My name is Kathleen Wilson.  I am currently working for 2 ENT physicians in Corpus Christi, Texas.  We are in need of 2, possibly 3 CPC-A's who wish to work off their A designation.

The doctors are great to work for.  The facility is nice.  People working here are nice. The facility is currently expanding and the CPC-A position could possibly lead to a full time job.

For information you can email me at kathco78026@hotmail.com or look on the Xtern site info for Texas or respond to this thread.  I will check it daily. 

Come and walk the beaches of Corpus Christi on your days off!

Thank you,
Kathleen


----------



## ollielooya (Jul 27, 2009)

Kathleen, such a wonderful post of opportunity.  I'm sure you'll get many responses.  Thanks for posting this opportunity to the forum.  Someone took a chance on me for which I'm grateful! --Suzanne (who, for the moment does not mind wearing the "A" behind the CPC)


----------



## KKayWilson (Jul 27, 2009)

*I feel the same way.*

Hi Suzanne,

I am also a CPC-A.  Once I have enough experience to have the A removed and I am almost there.   I plan to get a specialization in oto or ENT. It is fascinating science.

Dr. Creamean has given me a chance and I will be forever grateful.  He is a very caring employer. Dr.
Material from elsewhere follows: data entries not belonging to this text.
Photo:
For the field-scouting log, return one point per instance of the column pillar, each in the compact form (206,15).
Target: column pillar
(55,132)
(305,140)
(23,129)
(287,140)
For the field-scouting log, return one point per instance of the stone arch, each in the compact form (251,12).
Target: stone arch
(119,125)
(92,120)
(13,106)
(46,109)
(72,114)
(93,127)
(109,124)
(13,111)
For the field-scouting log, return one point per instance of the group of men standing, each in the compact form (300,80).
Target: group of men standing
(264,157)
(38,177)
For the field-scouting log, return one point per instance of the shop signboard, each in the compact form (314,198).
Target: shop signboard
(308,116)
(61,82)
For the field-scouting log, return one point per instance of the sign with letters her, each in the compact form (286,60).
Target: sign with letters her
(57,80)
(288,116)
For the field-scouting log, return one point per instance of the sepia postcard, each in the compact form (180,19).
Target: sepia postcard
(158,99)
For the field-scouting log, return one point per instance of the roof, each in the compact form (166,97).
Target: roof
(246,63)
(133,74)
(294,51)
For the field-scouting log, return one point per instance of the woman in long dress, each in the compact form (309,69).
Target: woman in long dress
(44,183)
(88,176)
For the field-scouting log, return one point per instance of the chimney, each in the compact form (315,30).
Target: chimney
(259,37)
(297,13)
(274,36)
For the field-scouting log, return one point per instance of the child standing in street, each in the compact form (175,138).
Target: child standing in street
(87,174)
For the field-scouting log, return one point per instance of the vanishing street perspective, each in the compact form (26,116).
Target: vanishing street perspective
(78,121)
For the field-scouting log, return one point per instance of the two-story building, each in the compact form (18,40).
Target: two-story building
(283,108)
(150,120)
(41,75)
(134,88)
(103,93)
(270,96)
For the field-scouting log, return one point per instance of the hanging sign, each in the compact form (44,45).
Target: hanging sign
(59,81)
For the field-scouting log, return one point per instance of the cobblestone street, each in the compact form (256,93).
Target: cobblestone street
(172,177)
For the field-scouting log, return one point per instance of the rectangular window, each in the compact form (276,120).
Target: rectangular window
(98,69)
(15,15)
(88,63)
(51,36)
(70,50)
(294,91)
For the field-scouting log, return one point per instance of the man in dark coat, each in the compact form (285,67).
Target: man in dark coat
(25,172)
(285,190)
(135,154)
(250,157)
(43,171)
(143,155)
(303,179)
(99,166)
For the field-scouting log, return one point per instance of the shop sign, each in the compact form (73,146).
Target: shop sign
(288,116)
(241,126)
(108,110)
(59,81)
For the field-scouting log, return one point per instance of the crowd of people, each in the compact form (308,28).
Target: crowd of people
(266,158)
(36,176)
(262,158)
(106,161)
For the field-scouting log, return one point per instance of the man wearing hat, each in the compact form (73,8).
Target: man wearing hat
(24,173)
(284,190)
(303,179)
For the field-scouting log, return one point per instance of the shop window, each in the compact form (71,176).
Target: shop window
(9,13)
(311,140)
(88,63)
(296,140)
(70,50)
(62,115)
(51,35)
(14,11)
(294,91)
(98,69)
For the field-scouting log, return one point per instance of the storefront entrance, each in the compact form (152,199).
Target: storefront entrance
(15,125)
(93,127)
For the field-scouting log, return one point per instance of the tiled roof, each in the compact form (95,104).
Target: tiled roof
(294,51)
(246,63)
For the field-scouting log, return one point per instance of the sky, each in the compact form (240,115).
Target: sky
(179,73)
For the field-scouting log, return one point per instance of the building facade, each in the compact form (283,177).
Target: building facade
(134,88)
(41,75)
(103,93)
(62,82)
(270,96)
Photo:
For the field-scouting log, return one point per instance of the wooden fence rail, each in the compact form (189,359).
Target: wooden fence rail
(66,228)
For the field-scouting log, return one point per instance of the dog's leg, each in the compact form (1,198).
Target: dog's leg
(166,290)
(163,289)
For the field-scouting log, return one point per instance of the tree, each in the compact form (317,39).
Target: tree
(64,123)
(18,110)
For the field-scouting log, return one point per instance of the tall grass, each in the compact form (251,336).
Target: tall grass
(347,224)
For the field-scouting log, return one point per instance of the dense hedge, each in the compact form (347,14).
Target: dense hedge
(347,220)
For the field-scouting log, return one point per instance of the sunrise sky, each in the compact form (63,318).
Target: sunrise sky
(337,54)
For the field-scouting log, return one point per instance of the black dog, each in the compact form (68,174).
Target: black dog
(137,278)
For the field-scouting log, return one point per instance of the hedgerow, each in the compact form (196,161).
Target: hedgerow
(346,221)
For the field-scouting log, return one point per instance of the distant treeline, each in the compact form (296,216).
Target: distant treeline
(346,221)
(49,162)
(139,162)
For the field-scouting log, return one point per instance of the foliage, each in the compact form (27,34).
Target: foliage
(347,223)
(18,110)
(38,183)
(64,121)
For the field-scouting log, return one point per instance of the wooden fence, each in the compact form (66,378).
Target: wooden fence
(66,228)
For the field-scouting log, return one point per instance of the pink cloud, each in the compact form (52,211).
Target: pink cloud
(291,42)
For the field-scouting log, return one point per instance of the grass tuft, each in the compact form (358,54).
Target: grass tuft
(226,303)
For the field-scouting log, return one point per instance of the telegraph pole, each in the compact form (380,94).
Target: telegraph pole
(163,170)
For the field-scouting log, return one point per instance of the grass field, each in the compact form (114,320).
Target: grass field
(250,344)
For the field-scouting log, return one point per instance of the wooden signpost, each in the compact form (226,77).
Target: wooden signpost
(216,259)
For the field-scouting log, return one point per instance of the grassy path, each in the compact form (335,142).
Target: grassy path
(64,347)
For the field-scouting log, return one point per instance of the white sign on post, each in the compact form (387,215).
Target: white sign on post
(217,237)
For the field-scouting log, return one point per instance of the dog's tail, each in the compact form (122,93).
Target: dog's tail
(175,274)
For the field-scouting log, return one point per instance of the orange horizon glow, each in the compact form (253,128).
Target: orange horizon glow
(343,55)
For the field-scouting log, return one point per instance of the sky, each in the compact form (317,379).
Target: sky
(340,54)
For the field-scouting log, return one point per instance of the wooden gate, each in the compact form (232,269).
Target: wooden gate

Weiss is also a great person.

We could certainly use more help and he ask me if I would post on the AAPC forum.  If you here of anyone interested please pass along the information.  It is a great place to work!
Thank you for replying to my post.  It is much appreciated.

Sincerely,
Kathleen K Wilson, CPC-A


----------



## dhodge71 (Jul 27, 2009)

Kathleen, 
  Hi. My name is Dorothy Hodge. I would be very interested in the CPC-A position. I am in Missouri but I would be very willing to relocate. 
                                                Dorothy Hodge CPC-A


----------